Awesome, and gawk speed is especially interesting. I'll test/confirm over the following days. Adblock-lean philosophy is to use default Openwrt packages only. But yeah can't ignore a 47% speed improvement.

1 Like

I'm not suggesting making gawk a dependency. However some users who have the ~273kB to spare could as well be made aware of the performance gain, and all your code needs to support this is a little bit of detection.

P.s. I saw a 47% increase when using a much larger allowlist (which basically includes all entries the blocklist has). When using the sample allowlist posted by Lynx, I'm seeing a 56% performance gain.

Fantastic analysis gents! Seems like our existing lines are already well optimised and hard to beat. Nice work in arriving at these @Wizballs.

Yes as a design philosophy we’ve always tried to leverage only base system stuff. We could start to check for dependencies and leverage those if present, but that feels like a big step and also introduces some additional complexity.

We had a similar discussion about uclient-fetch and curl.

It's really not a big deal and very easy to implement. I can help with this if you like.

1 Like

Testing with 1.5m million blocklist, 1.5 thousand allowlist. Removed the sed component, to isolate only the gawk component speed variance.

Well damn, huge speed increase confirmed by me.
gawk 0m 29s
awk 1m 20s

nearly a three-fold increase for this standalone component.

Output seems identical.
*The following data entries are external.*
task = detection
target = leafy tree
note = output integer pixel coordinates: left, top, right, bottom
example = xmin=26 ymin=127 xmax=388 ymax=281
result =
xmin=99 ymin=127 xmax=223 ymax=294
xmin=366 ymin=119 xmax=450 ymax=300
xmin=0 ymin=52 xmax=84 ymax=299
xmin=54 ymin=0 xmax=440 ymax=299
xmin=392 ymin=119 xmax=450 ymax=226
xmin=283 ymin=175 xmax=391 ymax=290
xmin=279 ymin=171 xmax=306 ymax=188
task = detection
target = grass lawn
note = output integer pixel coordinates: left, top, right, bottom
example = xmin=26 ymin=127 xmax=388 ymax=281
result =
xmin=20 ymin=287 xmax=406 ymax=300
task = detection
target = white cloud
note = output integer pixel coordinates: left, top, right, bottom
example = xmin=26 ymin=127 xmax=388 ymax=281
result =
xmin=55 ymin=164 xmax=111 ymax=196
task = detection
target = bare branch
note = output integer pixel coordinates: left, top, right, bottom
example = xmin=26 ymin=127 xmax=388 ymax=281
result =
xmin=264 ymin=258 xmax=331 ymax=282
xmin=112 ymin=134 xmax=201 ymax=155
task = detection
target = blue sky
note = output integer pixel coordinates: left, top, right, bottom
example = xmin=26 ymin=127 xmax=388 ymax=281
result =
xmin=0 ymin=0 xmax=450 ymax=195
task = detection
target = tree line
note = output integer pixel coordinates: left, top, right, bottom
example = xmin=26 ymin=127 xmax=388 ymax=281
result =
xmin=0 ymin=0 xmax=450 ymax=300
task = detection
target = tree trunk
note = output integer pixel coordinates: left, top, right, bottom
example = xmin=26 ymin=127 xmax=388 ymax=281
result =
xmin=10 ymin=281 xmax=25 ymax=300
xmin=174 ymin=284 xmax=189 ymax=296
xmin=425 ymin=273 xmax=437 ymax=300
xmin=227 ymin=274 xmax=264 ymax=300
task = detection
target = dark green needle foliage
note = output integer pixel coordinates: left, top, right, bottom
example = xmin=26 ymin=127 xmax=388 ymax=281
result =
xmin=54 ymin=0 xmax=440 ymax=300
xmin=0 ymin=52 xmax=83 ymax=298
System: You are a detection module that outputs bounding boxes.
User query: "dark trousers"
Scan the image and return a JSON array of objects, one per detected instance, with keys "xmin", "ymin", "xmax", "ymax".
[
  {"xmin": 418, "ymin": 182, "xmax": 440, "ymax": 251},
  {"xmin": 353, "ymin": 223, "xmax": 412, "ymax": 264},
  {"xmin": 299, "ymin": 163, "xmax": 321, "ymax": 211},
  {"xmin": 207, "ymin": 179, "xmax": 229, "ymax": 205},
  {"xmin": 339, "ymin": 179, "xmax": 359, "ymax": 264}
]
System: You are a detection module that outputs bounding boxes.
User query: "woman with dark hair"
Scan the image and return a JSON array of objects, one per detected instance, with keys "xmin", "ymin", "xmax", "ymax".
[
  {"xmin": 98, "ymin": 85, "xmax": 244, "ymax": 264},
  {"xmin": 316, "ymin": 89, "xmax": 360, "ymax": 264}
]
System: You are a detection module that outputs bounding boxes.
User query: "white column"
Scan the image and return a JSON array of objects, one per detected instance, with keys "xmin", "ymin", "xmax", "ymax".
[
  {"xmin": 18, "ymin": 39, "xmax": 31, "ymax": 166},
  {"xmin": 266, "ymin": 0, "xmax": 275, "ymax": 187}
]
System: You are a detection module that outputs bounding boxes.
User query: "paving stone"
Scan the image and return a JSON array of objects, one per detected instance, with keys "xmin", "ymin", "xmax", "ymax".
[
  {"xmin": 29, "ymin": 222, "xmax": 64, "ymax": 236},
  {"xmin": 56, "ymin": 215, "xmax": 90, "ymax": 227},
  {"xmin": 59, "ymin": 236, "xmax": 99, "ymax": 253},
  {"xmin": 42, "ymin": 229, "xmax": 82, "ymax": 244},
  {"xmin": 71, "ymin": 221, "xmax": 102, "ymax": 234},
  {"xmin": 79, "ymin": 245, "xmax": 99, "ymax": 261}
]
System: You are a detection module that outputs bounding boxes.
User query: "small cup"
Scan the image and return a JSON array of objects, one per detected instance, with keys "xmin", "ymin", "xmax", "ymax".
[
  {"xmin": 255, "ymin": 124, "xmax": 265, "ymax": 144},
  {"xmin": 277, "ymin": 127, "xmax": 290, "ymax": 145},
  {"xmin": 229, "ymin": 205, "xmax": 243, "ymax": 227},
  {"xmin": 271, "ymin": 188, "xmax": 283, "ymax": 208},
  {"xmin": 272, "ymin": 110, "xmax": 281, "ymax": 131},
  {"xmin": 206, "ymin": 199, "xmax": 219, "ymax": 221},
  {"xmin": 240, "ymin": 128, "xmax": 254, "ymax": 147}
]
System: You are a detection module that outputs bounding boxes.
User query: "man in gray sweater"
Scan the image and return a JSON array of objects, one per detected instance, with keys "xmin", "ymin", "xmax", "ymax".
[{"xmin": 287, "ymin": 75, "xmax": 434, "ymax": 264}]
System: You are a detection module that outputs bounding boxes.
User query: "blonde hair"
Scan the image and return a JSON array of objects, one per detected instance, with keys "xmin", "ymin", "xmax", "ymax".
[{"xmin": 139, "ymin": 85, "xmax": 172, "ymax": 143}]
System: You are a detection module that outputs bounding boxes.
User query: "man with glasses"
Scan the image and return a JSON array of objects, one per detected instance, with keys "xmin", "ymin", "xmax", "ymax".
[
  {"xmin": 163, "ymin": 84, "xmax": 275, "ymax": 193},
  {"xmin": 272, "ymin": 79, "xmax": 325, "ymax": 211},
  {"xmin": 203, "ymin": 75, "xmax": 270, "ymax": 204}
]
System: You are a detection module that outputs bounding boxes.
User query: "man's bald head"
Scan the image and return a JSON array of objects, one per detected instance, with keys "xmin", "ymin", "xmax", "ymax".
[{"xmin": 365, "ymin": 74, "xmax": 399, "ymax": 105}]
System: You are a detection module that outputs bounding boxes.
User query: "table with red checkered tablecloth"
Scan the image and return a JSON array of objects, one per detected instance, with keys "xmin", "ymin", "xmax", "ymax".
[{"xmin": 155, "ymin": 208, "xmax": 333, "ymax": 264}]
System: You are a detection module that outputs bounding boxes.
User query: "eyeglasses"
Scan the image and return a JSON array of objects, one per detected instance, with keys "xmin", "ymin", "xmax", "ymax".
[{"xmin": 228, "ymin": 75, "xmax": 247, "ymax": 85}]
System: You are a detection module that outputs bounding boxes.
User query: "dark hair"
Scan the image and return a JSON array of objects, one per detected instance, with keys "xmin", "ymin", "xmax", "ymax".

Strangely enough, piping sed | gawk seems to have even more performance gains than sed | awk. Need to do more confirmation testing. But I'm switching to gawk haha.

@Lynx How do you feel about adding a little spice to adblock-lean

if gawk exist then party with gawk sed | gawk.
if gawk <> exist, then hang out with sed | awk.

1 Like

I’m a bit torn on it. On the plus side we can improve speed with optional dependency but on the minus it potentially means opening up scope for inconsistency and harder maintenance since one change becomes two changes for two separate commands. Also it means we might start doing this for other bits of the code. There is a simplicity I like about sticking with the original dependency free commands.

Ah @Wizballs just read your post above since we posted at approximately the same time.

So I think you’re in favour of checking and leveraging if it exists? Easy enough to do. Are the commands otherwise pretty much the same just different binaries?

For small/negligable gains I agree, stick to default packages. But this is anything but a small gain!

and the command line between awk and gawk is identical apart from one letter (g).

Whichever way you decide to go, I can't help but consider that my install will run gawk for this operation. It's leagues faster than awk.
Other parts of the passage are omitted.